Now, if you happen to be an ancient Greek mathematician, you will probably be saying “Elinor, Έλινορ, Elinor: we can’t assign lengths to the shapes we draw! If we do that we lose the abstractness, the essence of the shape!”

The ancient Greeks got really into doing maths in its ‘abstract form’. They wanted to build up all of geometry from only a few axioms. But being so restricted created certain problems for them. (The parallel postulate, squaring the circle and trisecting an angle may ring a bell.)

People had been using deductive geometry to find areas and volumes for thousands of years, and so of course they were using lengths and units. Although Van Schooten grew up learning this Greek mathematics, in this book he is linking deductive and analytic geometry. As such, by assigning lengths to part of the shape we are starting to think in terms of equations rather than diagrams.

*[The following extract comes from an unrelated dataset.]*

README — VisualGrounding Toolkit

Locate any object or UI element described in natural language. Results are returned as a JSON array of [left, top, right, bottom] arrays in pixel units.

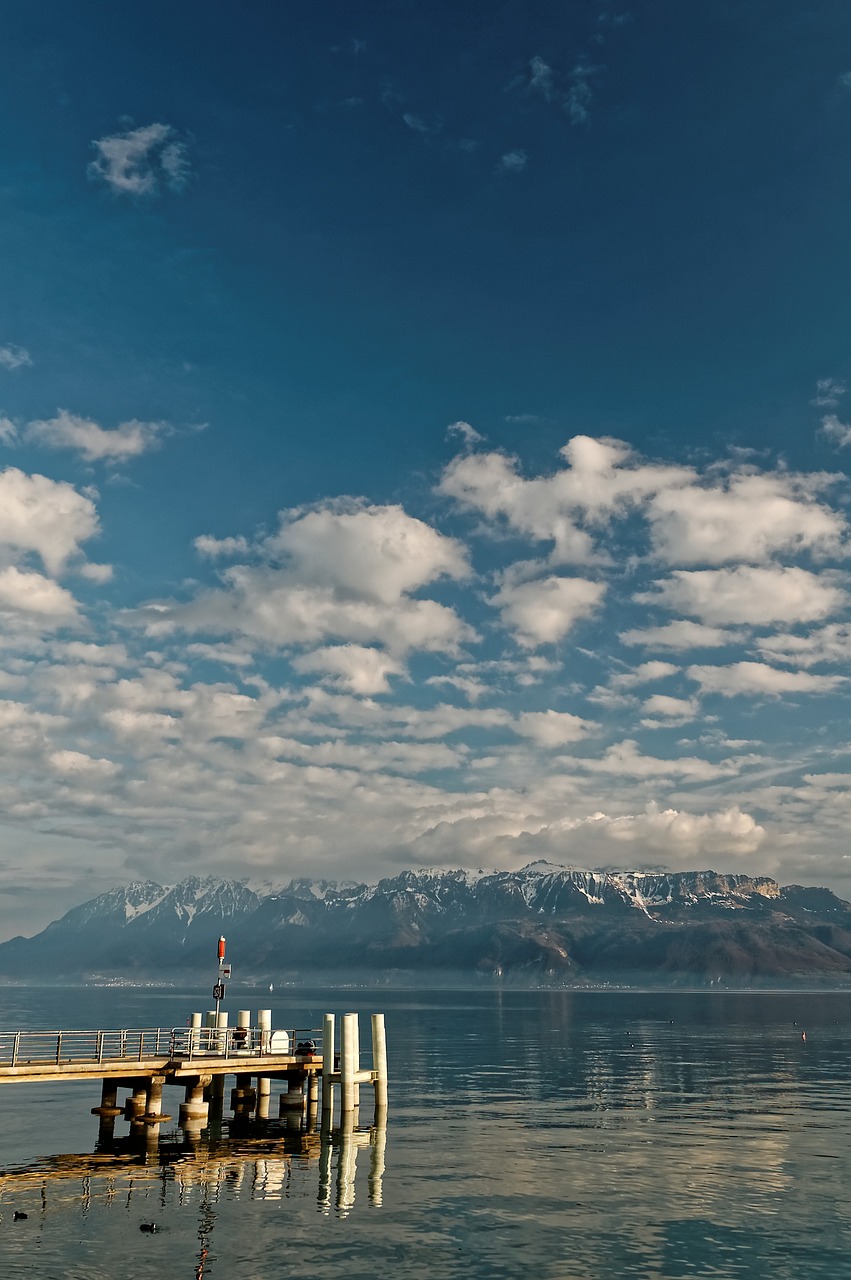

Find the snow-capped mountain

Let’s keep following Van Schooten and set $HF = a$, $GF = b$, and $FL = x$.

Once we’re ready to choose them, $a$ and $b$ will be constants based on our equation, and we’ll try to work out the value of our variable $x$. Using our knowledge of the sine rule and similar triangles, we can then find a cubic equation from this diagram.

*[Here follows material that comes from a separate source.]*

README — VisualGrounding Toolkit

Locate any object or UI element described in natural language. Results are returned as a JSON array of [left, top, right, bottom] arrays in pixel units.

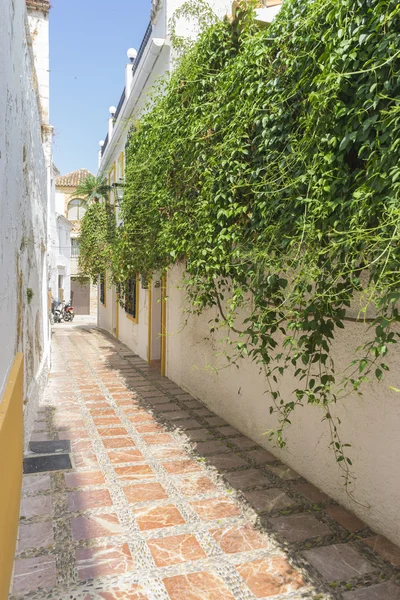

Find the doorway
[[71, 277, 90, 315], [148, 274, 166, 375]]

Firstly, we can conclude that $FS = x^2/a$ by using similar triangles. If the ratio between the long and short sides in triangle $FHL$ (the blue one, below) is $x/a$ and the short side in triangle $FLS$ (the pink one) has length $x$, then its long side has length $x^2/a$.

Next, we can work out the length $FI$. We know $$FS = \frac{x^2}{a},$$ and we worked out earlier that $SI$ was the same as $FK$, which we’ve now decided is equal to $2a$; so $$FI = \frac{x^2}{a}-2a$$:

Using the same ‘similar triangles’ logic, the long side in triangle $FIT$ must have length $$FT = \frac{x}{a} \left(\frac{x^2}{a}-2a\right) = \frac{x^3}{a^2}-2x.$$ Finally(!) we can work out the length of $FG$. Since $GT$ is the same length as $FL$ (in other words, length $x$), we know that, as shown below, $$FG = \frac{x^3}{a^2}-3x.$$

Now, finally, because we assigned $FG =b$, we have our cubic equation! It’s $b =x^3/a^2-3x$, which can be rearranged to $x^3 = 3a^2x + a^2b$. It even looks like the depressed cubics we met earlier, with $p=3a^2$ and $q=a^2b$.

We want to check that it’s of the correct form, that is, $$\frac{1}{4}q^2 < \frac{1}{27}p^3.$$

Substituting in the coefficients from our equation, we can see this as $a^4b^2/4<a^6$, which Van Schooten simplifies (dividing through and taking square roots) to $b<2a$.

This makes perfect sense in the context of our circle! We just need the line segment $FG$ (with length $b$) to be shorter than the circle diameter $FK$ (with length $2a$).

So we have constructed our diagram, assigned some lengths, and found a cubic equation. Great! Let’s now apply it to our particular equation, $x^3 = 13x + 12$.

Matching up $x^3 = 13x + 12$ with $x^3 = 3a^2 x + a^2b$, we need to have $a^2 = 13/3$, or in other words the radius of the circle should be $a = \sqrt{13/3}$.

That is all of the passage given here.